İsrail'in abluka altındaki Gazze Şeridi'ne 2014'te başlattığı savaşın siviller üzerindeki etkilerini konu alan 2019 yapımı Gaza: Still Alive (Gazze: Hala Hayatta) belgeselinin yönetmeni, gazeteci Harry Fear, AA muhabirine, ana akım Batı medyasının İsrail-Filistin çatışmasını aktarırken kullandığı dili değerlendirdi.
Fear, 2012 ve 2014'teki şiddetli çatışmalarda Gazze'de gazetecilik yaptığını aktararak, "Şu anda gördüğümüz şey bir kan gölü. İsrail halkı adına Gazze halkından intikam almak için tasarlanmış toplu kıyım." ifadesini kullandı.

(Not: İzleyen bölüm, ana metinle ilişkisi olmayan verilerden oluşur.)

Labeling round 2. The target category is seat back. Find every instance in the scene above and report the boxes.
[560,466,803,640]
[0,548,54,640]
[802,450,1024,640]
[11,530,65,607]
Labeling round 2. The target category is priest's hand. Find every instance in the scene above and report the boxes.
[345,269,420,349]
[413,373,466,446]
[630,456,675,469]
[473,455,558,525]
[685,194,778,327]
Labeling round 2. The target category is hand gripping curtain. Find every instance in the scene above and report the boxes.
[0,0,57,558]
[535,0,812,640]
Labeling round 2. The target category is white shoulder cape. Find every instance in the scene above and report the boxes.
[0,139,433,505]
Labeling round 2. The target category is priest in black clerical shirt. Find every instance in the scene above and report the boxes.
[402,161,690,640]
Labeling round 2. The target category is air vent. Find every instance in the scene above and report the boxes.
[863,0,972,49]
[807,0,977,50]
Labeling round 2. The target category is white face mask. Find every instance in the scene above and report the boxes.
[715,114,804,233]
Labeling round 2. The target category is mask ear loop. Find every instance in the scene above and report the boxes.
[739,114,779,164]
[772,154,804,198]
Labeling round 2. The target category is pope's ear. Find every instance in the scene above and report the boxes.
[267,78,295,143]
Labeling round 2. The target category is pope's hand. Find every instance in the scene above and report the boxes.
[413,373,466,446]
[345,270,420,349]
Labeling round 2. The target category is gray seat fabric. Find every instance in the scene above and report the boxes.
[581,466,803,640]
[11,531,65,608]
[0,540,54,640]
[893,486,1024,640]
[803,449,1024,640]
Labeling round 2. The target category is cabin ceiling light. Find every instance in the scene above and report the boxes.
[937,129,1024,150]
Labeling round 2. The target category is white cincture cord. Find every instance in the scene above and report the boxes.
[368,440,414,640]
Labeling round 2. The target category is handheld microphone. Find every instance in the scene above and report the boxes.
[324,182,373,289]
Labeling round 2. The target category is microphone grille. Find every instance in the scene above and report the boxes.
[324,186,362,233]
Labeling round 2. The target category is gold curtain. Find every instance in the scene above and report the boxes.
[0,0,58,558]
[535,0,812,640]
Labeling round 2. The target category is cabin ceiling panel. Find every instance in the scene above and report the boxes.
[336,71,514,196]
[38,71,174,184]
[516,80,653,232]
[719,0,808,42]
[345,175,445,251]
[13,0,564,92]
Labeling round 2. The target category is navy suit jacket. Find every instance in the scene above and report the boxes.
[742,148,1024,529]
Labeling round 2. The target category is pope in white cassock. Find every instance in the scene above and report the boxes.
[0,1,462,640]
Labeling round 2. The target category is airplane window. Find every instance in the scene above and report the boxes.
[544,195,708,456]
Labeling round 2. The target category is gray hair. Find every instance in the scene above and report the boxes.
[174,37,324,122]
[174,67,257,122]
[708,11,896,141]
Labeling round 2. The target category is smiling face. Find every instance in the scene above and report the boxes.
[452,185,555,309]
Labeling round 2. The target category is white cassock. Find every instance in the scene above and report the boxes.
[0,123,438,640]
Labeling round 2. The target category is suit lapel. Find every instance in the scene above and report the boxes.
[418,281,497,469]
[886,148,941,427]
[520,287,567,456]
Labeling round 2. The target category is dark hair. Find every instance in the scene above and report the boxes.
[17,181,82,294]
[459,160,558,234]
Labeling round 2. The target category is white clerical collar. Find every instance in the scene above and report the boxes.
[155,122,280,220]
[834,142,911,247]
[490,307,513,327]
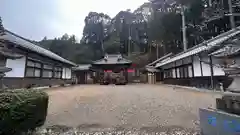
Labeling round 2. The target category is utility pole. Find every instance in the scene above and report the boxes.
[128,23,132,56]
[181,5,187,51]
[228,0,236,29]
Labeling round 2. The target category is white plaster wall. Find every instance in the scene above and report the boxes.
[228,76,240,91]
[66,68,72,79]
[188,66,193,77]
[62,67,66,79]
[172,69,176,78]
[193,56,202,76]
[201,57,211,76]
[5,57,26,77]
[212,58,225,76]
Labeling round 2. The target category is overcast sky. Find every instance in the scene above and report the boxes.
[0,0,148,40]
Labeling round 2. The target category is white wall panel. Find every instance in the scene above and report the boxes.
[212,58,225,76]
[202,57,211,76]
[172,69,176,78]
[66,68,72,79]
[188,65,193,77]
[193,56,202,76]
[5,57,26,77]
[62,67,66,79]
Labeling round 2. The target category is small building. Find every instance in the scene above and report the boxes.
[155,27,240,89]
[0,30,76,88]
[145,53,173,84]
[91,54,132,83]
[73,64,92,84]
[210,34,240,92]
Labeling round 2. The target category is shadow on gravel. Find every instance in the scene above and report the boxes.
[34,124,200,135]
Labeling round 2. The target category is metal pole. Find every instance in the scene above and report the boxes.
[228,0,236,29]
[208,0,212,7]
[181,5,187,51]
[128,24,132,56]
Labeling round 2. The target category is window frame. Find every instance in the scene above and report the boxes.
[24,59,42,78]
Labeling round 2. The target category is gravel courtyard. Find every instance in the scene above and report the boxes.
[39,84,220,132]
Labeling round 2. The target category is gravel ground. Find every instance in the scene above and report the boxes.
[39,84,220,135]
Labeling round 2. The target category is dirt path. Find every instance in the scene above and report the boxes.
[45,84,219,133]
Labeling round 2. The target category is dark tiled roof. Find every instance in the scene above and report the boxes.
[156,26,240,67]
[93,54,132,65]
[211,45,240,57]
[0,31,76,66]
[73,64,91,71]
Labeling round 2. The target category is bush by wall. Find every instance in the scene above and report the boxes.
[0,90,48,135]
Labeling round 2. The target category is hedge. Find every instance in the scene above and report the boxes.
[0,90,48,135]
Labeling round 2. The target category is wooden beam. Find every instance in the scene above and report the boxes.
[199,55,203,76]
[191,56,194,78]
[209,56,214,89]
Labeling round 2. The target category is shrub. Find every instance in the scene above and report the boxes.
[0,90,48,135]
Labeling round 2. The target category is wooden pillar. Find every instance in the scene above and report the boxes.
[191,56,194,78]
[199,55,203,76]
[209,56,214,89]
[124,68,128,83]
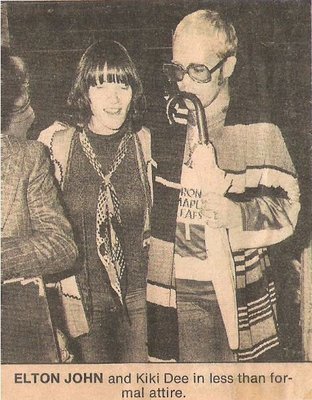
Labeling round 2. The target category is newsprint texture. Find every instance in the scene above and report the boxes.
[1,0,312,400]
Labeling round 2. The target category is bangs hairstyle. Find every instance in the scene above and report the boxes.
[67,41,145,129]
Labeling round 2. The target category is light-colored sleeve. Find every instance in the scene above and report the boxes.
[1,142,77,281]
[229,127,300,250]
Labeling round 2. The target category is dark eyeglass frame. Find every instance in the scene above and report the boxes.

Açık hava hapishanesine dönüştürülen Gazze'de işgalin son perdesinin sergilendiğini ifade eden Fear, şu görüşlerini paylaştı:
"İsrail tarafından yapılan kara harekatının aylarca sürebileceği konuşuluyor ki bu durumda Gazze'deki statükonun yeniden belirlenmesi ve İsrail askerleri tarafından tamamen işgal edilmesi söz konusu. Bunun amacı, Hamas'ın yönetim kapasitesini ortadan kaldırmak ve Gazze Şeridi'ndeki yönetim olmaktan çıkarmak. Gazze'deki bu şiddet nöbetlerinde daha önce de olduğu gibi savaş yasaları ve kuralları çoktan aşıldı."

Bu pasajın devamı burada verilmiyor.